Edited by Barbara Hales, Mihaela Petrescu, and Valerie Weinstein. Rochester, NY: Camden House, 2016. ix + 133 pages + 19 b/w illustrations. $90.00.

Scholars have long recognized the fiction of 1945 as a “Stunde Null,” a zero hour in which German culture supposedly reset the historical clock. As much as this myth of rebirth served a critical function for those seeking to move past National Socialism and toward democracy, it belied the many continuities that shaped the emergence of the postwar state. Far less examined, but no less important, are the continuities that reached from the Weimar period into the early years of Hitler’s regime. Indeed, even as critics have recognized the problem of using 1945 to signal an absolute break, the year 1933 has remained fairly steady in the scholarly imagination as a concrete and decisive turning point. There are reasons for this, of course—in 1933, Hitler’s takeover conclusively ended Germany’s first experiment with democracy, and the regime established the first concentration camps, setting in motion a system that would commit unparalleled atrocities. Yet as with the Stunde Null, not all aspects of Weimar culture ceased existing at the precise moment that Hitler took power. As the editors and authors of the fine new volume Continuity and Crisis in German Cinema demonstrate, the years 1928–1936 should be understood as a transitional period. Focusing on select cases from the history of German cinema, the collected essays together craft a picture of a culture marred by deep divisions, myriad inconsistencies, and much moral and cultural gray area. The result is a newly nuanced portrait of the interruptions and interconnections between the film cultures of late Weimar and early National Socialist Germany.

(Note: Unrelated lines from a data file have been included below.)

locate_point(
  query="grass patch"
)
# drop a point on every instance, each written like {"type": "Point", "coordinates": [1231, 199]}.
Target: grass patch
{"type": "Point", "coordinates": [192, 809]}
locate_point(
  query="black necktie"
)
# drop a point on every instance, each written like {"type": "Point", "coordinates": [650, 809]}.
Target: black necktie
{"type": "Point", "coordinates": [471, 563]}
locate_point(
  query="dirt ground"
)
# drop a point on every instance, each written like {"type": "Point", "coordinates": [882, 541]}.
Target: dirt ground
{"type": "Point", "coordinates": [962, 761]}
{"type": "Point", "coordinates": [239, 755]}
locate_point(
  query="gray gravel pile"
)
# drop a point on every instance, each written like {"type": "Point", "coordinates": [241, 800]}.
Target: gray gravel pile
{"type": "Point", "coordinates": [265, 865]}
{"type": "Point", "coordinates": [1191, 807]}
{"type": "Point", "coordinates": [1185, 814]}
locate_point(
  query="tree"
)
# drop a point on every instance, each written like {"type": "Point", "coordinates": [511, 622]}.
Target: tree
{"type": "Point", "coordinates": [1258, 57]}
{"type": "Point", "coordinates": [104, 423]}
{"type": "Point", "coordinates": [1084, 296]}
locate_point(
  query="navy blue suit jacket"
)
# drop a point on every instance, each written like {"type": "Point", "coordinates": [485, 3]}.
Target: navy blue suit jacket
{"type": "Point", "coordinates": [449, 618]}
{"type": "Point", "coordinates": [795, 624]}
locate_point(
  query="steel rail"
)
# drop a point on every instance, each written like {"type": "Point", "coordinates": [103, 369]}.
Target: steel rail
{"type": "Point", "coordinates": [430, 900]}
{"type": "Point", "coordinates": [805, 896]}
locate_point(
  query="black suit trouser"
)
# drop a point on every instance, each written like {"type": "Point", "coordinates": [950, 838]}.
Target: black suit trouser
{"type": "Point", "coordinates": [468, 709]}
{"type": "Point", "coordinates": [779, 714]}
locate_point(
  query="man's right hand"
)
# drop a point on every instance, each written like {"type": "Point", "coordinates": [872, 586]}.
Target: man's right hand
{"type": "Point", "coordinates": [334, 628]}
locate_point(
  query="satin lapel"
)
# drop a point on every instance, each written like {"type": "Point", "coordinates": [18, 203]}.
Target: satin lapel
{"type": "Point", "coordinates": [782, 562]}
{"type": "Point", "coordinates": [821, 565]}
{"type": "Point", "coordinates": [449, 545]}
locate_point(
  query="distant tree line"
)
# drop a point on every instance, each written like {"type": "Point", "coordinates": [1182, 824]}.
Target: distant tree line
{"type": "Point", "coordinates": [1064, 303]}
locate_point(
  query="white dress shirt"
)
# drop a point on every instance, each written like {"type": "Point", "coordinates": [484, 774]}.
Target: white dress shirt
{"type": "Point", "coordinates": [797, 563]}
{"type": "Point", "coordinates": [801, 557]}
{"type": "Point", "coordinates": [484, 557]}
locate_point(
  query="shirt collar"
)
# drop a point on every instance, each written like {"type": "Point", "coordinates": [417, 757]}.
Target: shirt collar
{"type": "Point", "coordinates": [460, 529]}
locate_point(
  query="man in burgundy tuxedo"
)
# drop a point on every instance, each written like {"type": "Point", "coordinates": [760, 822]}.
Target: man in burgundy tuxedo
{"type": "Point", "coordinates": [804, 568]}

The anthology includes seven major sections, each with two essays covering major topics in film culture, from medium-specific concerns (questions of genre to the figure of the star) to major social-political issues of the period (such as the depiction of race and economic crisis). Christian Rogowski’s essay begins the volume with an excellent study of Hochbaum’s Razzia in St. Pauli, which explores how the film and its director exemplify the era’s basic “lack of orientation” (31). Rogowski argues deftly and persuasively for a reading of the film as foundationally conflicted—ambiguous in its appeal, its form, and its politics. The essay is followed by a contribution by Bastian Heinsohn that explores how film deployed street settings as a space to air and resolve political conflicts. Heinsohn—who reads these scenes in terms of political pedagogy—makes a convincing case for the centrality of the street, but his choice of films is perplexing: he compares the Communist Kuhle Wampe and Nazi Hitlerjunge Quex with Lang’s M. It seems a mistake to read two explicit propaganda films against the—however politically charged—feature, especially in the service of an argument about film as a form of training.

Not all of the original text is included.